Я занималась очисткой стены, когда услышала голос Женевьевы:
– Мадемуазель... Мадемуазель, где вы?
– Здесь, – отозвалась я.
Когда она вбежала, я увидела, что девочка чем-то страшно расстроена.
– Я получила известие из Каррефура, мадемуазель. Дедушке совсем плохо. Он зовет меня. Поедемте со мной.
– Но ваш отец...
– Его нет... Они уехали верхом с ней... Пожалуйста, мадемуазель, прошу вас. Иначе мне придется ехать с конюхом.
Я сказала, что пойду переодеться, и велела через десять минут быть около конюшни.
– Только не задерживайтесь, – попросила она.
Всю дорогу до Каррефура Женевьева молчала. Я знала, что она боялась этих визитов и в то же время никогда не могла от них отказаться.
Когда мы добрались до места, мадам Лабисс уже ждала нас на пороге.
– Ах, мадемуазель, – воскликнула она, – я так рада, что вы приехали!
– Он очень плох? – спросила я.
– Еще один удар. Морис нашел его в плачевном состоянии, когда относил завтрак. Доктор уже был, и тогда я послала за мадемуазель.

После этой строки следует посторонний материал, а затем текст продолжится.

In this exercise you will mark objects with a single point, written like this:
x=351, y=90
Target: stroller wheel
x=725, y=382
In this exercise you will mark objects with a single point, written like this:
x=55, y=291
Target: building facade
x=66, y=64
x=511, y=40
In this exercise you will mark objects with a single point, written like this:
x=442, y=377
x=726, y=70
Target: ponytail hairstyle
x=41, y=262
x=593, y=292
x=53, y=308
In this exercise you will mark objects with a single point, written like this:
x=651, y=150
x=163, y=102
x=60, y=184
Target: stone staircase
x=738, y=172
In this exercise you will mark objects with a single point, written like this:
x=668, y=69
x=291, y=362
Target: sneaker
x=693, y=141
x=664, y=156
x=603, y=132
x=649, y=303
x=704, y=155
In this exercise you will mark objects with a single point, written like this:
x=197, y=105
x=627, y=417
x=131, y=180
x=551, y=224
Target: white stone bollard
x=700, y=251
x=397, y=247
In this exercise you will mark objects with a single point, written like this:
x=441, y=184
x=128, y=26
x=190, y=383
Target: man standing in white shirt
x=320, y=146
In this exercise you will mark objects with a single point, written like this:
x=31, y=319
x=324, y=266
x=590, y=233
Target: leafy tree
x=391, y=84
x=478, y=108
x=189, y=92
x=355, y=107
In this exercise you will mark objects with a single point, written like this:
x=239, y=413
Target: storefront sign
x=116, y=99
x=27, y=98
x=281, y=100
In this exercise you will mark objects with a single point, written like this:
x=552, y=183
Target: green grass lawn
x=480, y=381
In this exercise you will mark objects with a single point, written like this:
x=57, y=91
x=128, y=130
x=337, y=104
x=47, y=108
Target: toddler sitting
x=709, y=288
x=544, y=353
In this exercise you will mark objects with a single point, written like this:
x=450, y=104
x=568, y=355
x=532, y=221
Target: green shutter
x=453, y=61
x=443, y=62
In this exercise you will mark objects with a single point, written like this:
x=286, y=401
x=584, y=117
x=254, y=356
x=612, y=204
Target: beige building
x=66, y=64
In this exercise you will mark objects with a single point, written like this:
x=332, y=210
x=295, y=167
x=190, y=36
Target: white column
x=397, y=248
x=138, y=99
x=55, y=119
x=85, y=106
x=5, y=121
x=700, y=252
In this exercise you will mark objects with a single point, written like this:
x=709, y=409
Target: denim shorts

– Вы хотите сказать, что он... умирает? – спросила Женевьева глухим голосом.
– Трудно сказать, мадемуазель Женевьева. Он еще жив, но очень плох.
– Мы можем сейчас пойти к нему?
– Да, конечно.
– Не оставляйте меня, – взмолилась Женевьева.
Мы вошли. Старик лежал на соломенном тюфяке, и мадам Лабисс постаралась устроить его поудобнее. Она накрыла его пледом, принесла в комнату маленький столик и стулья. На полу даже появился ковер. Но голые стены, единственным украшением которых служило распятие, и скамеечка для молитвы по-прежнему делали комнату похожей на монашескую келью.